How was it that I was the one worried about the way Rafe looked, and she wasn’t?
She tapped the underside of her own chin—a silent reminder to hike my jaw up—and added, “Did he leave?”
I nodded.
“Don’t you think you should go after him?”
“He’s gone,” I said. “The way he took off, he’s probably halfway to Nashville by now.”
“He’s your husband,” Mother said.
Well, yes. He was. But... “I don’t want to miss your birthday.”
“You were here last night, darling,” Mother told me. “And this morning. Thank you for handling things while I was at the spa.”
“Of course.” It was the least I could do. I’d done it last year, too.
She didn’t say anything else, just looked at me. Expectantly.
“He’s upset,” I said. And I wasn’t looking forward to having to deal with it. At least not until he’d had a little time to cool down.
“All the more reason to go and talk to him, darling.”
I suppose. I just never thought I’d see the day when my mother would encourage me—push me—to go after Rafe rather than stick around for her birthday celebration.
“What was in the box?” I asked. As a distraction and maybe to get a little time to think. And honestly, because I was curious what my husband had found to buy for my mother, a woman who pretty much had everything.
She lifted her hand. A slim gold chain dangled from one of her fingers. Necklace. At the end of it hung something that looked a little like a four-leaf clover, or maybe a four-petaled flower, with a stone in the middle.
“Pretty,” I said. Elegant, and very tasteful. A lot more tasteful than any of the clunky chains Rafe had sported this evening.
“Looks like a tabono,” Darcy said, craning her neck.
“A what?”
She glanced at me. “Tabono. African strength symbol. The loops symbolize oars or paddles. It stands for strength and perseverance.”
Probably because that’s what it takes to row a boat. Strength and perseverance.
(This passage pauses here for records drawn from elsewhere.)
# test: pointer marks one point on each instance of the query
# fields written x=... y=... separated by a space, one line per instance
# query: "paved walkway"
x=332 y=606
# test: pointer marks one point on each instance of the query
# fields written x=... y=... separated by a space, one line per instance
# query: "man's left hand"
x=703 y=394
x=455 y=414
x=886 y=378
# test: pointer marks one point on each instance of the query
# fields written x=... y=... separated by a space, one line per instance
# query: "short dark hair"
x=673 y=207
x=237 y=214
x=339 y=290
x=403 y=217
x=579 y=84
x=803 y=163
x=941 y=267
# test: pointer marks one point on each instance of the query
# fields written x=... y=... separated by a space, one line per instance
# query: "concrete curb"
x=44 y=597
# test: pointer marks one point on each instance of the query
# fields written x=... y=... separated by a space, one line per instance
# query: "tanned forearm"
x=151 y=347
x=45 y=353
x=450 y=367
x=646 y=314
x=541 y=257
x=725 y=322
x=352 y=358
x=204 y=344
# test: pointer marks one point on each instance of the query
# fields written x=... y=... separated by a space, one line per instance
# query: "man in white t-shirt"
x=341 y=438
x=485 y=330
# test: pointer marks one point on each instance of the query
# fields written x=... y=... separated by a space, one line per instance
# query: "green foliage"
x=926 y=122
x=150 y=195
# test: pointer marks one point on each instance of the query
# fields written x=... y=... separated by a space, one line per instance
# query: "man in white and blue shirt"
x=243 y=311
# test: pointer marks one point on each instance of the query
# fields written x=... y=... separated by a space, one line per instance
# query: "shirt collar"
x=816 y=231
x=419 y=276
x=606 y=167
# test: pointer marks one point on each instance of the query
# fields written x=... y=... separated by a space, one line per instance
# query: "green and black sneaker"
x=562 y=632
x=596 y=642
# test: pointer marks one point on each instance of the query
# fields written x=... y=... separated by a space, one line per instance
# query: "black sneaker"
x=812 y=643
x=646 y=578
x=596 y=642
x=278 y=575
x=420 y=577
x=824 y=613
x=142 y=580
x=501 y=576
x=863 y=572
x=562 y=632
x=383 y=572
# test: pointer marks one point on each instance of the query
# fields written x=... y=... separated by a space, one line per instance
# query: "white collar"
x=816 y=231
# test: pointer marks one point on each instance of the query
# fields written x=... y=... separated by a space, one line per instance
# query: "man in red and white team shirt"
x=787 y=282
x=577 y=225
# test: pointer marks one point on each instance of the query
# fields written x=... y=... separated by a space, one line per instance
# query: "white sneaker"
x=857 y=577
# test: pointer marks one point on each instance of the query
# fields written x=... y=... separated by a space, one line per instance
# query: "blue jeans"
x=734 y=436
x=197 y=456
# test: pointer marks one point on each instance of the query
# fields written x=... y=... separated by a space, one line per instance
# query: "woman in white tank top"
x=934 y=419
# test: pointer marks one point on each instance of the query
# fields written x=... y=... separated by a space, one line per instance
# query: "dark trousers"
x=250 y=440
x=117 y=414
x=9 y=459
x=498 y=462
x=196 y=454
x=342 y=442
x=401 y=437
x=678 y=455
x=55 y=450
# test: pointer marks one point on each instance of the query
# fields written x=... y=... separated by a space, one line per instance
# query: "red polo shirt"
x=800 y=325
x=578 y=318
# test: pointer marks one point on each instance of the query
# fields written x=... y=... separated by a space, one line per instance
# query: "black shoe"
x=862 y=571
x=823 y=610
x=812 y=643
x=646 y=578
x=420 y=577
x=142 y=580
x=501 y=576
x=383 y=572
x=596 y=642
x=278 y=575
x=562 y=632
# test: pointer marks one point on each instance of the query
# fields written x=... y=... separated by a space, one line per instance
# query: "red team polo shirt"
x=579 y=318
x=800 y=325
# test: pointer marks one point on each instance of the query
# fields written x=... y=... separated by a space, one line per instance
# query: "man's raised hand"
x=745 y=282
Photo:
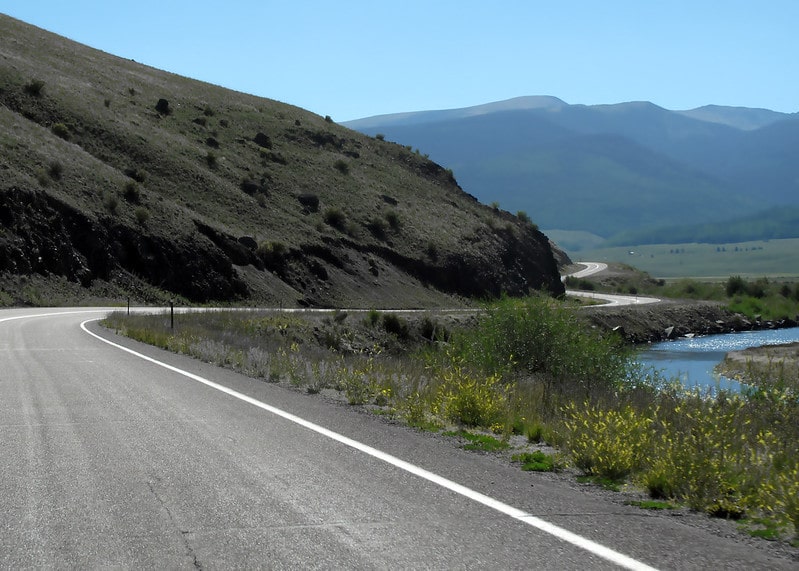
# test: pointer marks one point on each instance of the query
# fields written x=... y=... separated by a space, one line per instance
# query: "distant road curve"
x=592 y=268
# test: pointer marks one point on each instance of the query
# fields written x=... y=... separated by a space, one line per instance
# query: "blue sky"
x=356 y=58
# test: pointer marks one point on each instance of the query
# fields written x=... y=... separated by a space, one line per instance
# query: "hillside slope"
x=609 y=169
x=156 y=185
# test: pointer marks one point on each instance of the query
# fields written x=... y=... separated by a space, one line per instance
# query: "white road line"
x=563 y=534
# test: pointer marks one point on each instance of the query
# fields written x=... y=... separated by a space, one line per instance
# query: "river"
x=692 y=360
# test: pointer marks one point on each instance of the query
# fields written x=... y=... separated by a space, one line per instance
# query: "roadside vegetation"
x=527 y=378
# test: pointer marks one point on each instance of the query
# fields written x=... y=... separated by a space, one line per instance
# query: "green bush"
x=111 y=202
x=55 y=170
x=142 y=215
x=335 y=217
x=274 y=254
x=545 y=339
x=472 y=399
x=34 y=87
x=211 y=159
x=393 y=219
x=735 y=285
x=130 y=192
x=396 y=325
x=342 y=166
x=60 y=130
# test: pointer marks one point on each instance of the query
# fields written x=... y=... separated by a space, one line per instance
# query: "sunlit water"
x=692 y=360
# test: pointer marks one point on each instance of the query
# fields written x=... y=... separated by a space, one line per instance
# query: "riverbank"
x=671 y=319
x=775 y=363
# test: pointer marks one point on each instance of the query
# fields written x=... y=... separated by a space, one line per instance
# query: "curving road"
x=117 y=454
x=608 y=299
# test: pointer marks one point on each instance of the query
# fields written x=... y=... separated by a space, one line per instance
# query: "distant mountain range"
x=611 y=171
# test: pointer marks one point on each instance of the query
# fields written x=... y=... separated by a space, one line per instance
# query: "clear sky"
x=356 y=58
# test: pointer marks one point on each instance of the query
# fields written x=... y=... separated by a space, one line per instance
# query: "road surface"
x=606 y=298
x=117 y=454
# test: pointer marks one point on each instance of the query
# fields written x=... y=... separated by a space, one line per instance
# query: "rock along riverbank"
x=671 y=319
Not that rowing a boat was why Rafe had given my mother a strength symbol. Mother wouldn’t be caught dead rowing. But two months ago, she’d run afoul a serial killer bent on taking out Rafe and anyone else he had to, to get to him. Including Rafe’s son David, who had made his way to Sweetwater and my mother’s house.
It’s a long story. I had gotten there in time to save Mother and David, and Rafe had gotten there in time to save me, so it was all good. But Mother was still feeling a bit rocky about the whole experience—as was I—and I imagined the charm for strength and perseverance had come out of that.
Very thoughtful of him, too. And it was elegant enough that Mother might actually wear it.
She looked at me. “Savannah, dear...”
I rolled my eyes and got to my feet. “I’m going.”